Super League shows why the deliberate stupidising of sport must be resisted

Florentino Pérez painted an inaccurate picture of young fans as restless YouTube addicts demanding their context-free fix.

How are you enjoying the Super League so far? Credit to those involved, it has been an excellent piece of entertainment, with many vivid details and finely crafted comedy set pieces. My own favourites have included Florentino Pérez’s round of defiant TV interviews, in which he appears to have become that wild-eyed bloke who insists on “getting right back on it” the morning after even though everyone else has gone home to lie on the sofa.

Plus of course John Henry’s haunting video message, in which Liverpool’s owner addresses the cameras in a weirdly mannered tone of “human-style” contrition, like a very calm and soothing robot replicant apologising for the fact that it will have to strangle you now.

Among these many subplots one particular theme has resonated, a process that keeps cropping up in this type of scheme. This is the “stupidising” of sport.

“Young people are no longer interested in football,” Pérez announced this week, going on to suggest that football is simply too long and complex, too confusingly un-shiny for those aged 16-24. It is a common mantra. Young people are the driver here, not us, the ownership class. We are simply servicing the needs of these captive halfwits, with their insect-level attention spans, their depraved Snapchat discourse, dishing up with a helpless shrug what they crave.

The stupidising of sport is quite a broad idea, one that speaks to a specific view of humans. Because of this complexity – and because, if you’re reading this you probably like sport – we will have to talk about sweets first. Perhaps you’ve already tried Drumstick Squashies. These are small white and pink sweets that come in large bags. They look entirely innocent, but they will act on you like a confectionary crack cocaine.

Older readers may remember Drumsticks, grizzled survivors of the 1980s. The full Drumstick – the longer format – is a jaw-cracking piece of solid goo staked on a fuzzy white stick that makes your teeth itch if you accidentally chew it. Nobody ever got addicted to Drumsticks. But they’re still out there, still hanging on.

Except now some vicious mastermind has turned them into Squashies, a kind of Drumstick freebase. Soft, mouthful-sized, and impossibly more-ish, these things have no real content, no texture.
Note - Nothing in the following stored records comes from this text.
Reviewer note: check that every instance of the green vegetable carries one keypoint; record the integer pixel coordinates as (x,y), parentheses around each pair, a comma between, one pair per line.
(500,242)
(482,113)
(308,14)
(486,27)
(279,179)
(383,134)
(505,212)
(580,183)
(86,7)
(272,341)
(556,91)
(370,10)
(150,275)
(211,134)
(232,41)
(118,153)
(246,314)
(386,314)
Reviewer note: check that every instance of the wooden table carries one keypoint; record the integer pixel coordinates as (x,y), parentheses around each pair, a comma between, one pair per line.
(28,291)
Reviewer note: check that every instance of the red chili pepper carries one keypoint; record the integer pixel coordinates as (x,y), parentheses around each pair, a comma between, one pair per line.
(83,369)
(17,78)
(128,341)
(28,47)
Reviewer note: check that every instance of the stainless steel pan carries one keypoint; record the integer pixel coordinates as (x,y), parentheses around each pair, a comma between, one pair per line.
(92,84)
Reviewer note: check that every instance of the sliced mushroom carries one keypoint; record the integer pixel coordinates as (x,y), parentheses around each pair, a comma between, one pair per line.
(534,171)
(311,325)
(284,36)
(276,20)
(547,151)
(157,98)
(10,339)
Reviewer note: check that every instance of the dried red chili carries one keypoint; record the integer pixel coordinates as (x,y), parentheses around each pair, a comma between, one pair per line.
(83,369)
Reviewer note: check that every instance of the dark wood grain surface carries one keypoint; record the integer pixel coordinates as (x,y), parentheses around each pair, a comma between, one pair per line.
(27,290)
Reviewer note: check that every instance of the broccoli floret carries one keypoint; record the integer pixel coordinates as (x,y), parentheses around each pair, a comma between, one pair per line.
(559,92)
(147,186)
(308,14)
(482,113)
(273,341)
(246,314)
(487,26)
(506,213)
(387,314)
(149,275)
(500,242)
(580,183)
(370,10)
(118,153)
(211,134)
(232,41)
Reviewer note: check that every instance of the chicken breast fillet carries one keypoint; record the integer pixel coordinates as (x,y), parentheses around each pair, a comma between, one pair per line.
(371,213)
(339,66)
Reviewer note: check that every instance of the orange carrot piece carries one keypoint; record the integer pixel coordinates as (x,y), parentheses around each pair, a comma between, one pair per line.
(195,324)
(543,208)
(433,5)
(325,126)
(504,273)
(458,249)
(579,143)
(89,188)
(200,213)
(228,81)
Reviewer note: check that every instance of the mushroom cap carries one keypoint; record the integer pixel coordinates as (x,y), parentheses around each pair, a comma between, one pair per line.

But you will crave them, pointlessly, as they melt and ooze and emit their lab-trained zap of chemical flavour-rush, locating the want button in your head with their horrible little knowing foam hands and holding it down until your eyes roll.

They are a brilliant success on these terms. This is the goal of every producer. It’s what every administrator of a certain type dreams of doing with sport – turning this awkward, ageing thing into a short hit of irresistible product. The aim is to give you what you already want – as judged on the most instant, saliva-spurting level.

And so we have the deliberate stupidising of sport. It’s there in the ESL, with the idea that if people like seeing Real Madrid v Manchester United then they should be given it unceasingly, with all context trimmed away, the difficult journey there filleted out, the whole thing squished soft and ready to be injected directly into your eyeballs.

The same kind of talk has floated around the Hundred in cricket, a competition founded in the reasonable desire to find a short, easily packaged way of showing a complicated sport, which has become tied up in marketing speak and marketing methods.

Again this is justified by the falsehood that young people demand this, that they are only interested in simple things and YouTube clips. Young people demand sweets. Hopefully these will act as a gateway to broccoli. In the meantime, what we have here is a shiny new saleable piece of IP, legitimised and underpinned by The Stupidising.

There are more nuanced ways down this path. For the last few years the NBA has been offering the chance to subscribe only to the final quarter of games for a reduced price, a way of attracting casual viewers without ripping up your own sport, and well suited to the more fluid medium of streaming.

Before the upcoming ESL Mk2 – ESL With Apologies – gets any ideas, it is hard to see this working in football, where buying just the end of a game is likely to raise a generation of casual fans thrilling to the sight of players very slowly falling over by the corner flag and goalkeepers taking simple catches then throwing themselves to the ground in feigned exhaustion.

The real point here is this is all based in a deeply pessimistic view of human nature. The stupidising is imposed. It is not innate or even a real, irreversible thing. It is instead a marketing theory. It comes from a place where constant growth is the only goal and humans are simply consumer units, where because sugar and palm oil is popular, because hitting a six is exciting, because all the clásicos are good and all the clásicos are the same, we must be sold that same commodity endlessly.

The truth is young people are not some weird piranha-brained species. People do still like slow things and have a tolerance for boredom (you have, after all, read this far). Young people do love football, because football is good, but have perhaps lost the habit of watching because it’s extremely expensive and hidden behind a paywall.

In reality it is football’s owners who don’t like football, who hate the fact a match is 90 minutes long, and that its staging is dominated by fans, with their rituals, their stick-in-the-mud ways, that awkward shared culture that can be squeezed and monetised but only to a point.

The stupidising will be back, just as those who would stupidise us remain. But this week has at least provided a spark of resistance.